The Wall Street Journal headlines an article today “Dean Campaign Made Payments To Two Bloggers,” reporting excitedly that the Dean presidential campaign paid bloggers Markos Moulitsas Zuniga and Jerome Armstrong last year.

(Taking a crack at link whoring, the WSJ unpasswords the article and solicits a link from ur-blogger Matt Drudge, who links with these words: “BOUGHT AND PAID: Dean Campaign Made Payments To Websites — To Hype…” Update: as of 4.20PM, Drudge had toned his headline to remove the possibly defamatory “BOUGHT AND PAID” to the simpler “Dean Campaign Made Payments To Websites — To Hype…” Wonder if he’ll further undefame that to “seeking to hype” before the headline comes down.)

The WSJ “provides context” for the “news:” “The issue of political payments to commentators has become hot following disclosures that the Bush administration paid a conservative radio and newspaper pundit, Armstrong Williams, $240,000 to plug its ‘No Child Left Behind’ education policy.”

Newsflash: there’s a world of difference between people like Williams who hide payments that have a contracted goal of sweetening his public position, and people like Moulitsas Zuniga and Armstrong who go out of their way to publicize financial relatonships that might impact their opinions.

Since the financial relationship was explicitly disclosed and highlighted daily on DailyKos throughout the period in question, the WSJ article might as well be headlined: “WSJ didn’t read blogs last year when they were making history.”

Here’s a disclosure I’d like to make: my views may be favorably biased towards Moulitsas Zuniga and Armstrong, since my company receives a portion of the revenues from ads purchased on their blogs.

And here’s a disclosure the WSJ and similar “old news” businesses might make: their reporting may be negatively biased against bloggers, since their bloated businesses are losing mindshare and ad revenues to bloggers like Moulitsas and Armstrong.

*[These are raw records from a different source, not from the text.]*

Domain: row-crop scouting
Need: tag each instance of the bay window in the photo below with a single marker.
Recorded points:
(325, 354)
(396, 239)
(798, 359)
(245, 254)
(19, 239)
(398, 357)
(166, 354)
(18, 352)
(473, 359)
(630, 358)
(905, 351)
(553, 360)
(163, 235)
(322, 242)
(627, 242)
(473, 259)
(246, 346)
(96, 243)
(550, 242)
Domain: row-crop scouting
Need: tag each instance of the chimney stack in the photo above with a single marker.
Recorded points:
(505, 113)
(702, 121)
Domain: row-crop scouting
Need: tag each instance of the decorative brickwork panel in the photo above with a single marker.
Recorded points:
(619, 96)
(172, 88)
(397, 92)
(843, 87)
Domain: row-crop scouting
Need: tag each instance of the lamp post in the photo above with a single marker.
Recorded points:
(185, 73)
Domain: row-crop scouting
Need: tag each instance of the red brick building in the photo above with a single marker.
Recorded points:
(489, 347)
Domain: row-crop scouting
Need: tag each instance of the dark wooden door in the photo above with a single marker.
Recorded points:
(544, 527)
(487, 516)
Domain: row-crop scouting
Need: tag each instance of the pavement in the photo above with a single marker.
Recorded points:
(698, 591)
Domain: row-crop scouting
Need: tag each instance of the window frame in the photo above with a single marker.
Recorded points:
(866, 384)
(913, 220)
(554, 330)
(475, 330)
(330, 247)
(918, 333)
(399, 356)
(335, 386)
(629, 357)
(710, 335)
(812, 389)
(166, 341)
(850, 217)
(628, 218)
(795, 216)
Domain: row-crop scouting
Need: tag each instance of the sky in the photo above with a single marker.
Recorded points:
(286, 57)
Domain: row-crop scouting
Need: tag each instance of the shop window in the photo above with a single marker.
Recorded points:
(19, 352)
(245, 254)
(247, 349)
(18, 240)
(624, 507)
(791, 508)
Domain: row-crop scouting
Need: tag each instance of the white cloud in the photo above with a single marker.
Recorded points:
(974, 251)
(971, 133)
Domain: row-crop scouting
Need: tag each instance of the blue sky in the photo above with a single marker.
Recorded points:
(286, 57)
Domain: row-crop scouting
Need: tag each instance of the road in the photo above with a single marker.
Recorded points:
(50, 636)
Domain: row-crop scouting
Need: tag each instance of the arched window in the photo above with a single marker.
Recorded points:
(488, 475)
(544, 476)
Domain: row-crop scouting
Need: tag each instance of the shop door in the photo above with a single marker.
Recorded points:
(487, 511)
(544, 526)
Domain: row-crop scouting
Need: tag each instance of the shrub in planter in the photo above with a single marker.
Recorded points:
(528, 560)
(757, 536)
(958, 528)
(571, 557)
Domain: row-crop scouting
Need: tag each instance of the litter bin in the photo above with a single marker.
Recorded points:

Ken Layne shoots up the west

by henrycopeland
Thursday, January 13th, 2005

Figuring you write best about what you know and love — “the dry weather, the brilliant skies, the jagged-ass mountains, the dry lakes, the sage and rabbitbrush flats, the gnarled conifers, the rickety little bars filled with old bikers and prospectors and fighter pilots, the endless criminal melodrama surrounding Area 51 and Yucca Mountain and the Los Angeles Department of Water and Power, driving a hundred miles without seeing the slightest hint of human settlement, the wild horses, the Basque restaurants, the kamikaze jackrabbits, the violent blizzards & thunderstorms, the unique mix of cowboy and Mexican cooking, etc., etc.” — Ken Layne is launching Highways West. Go buy an ad and wish this blogging cowboy well.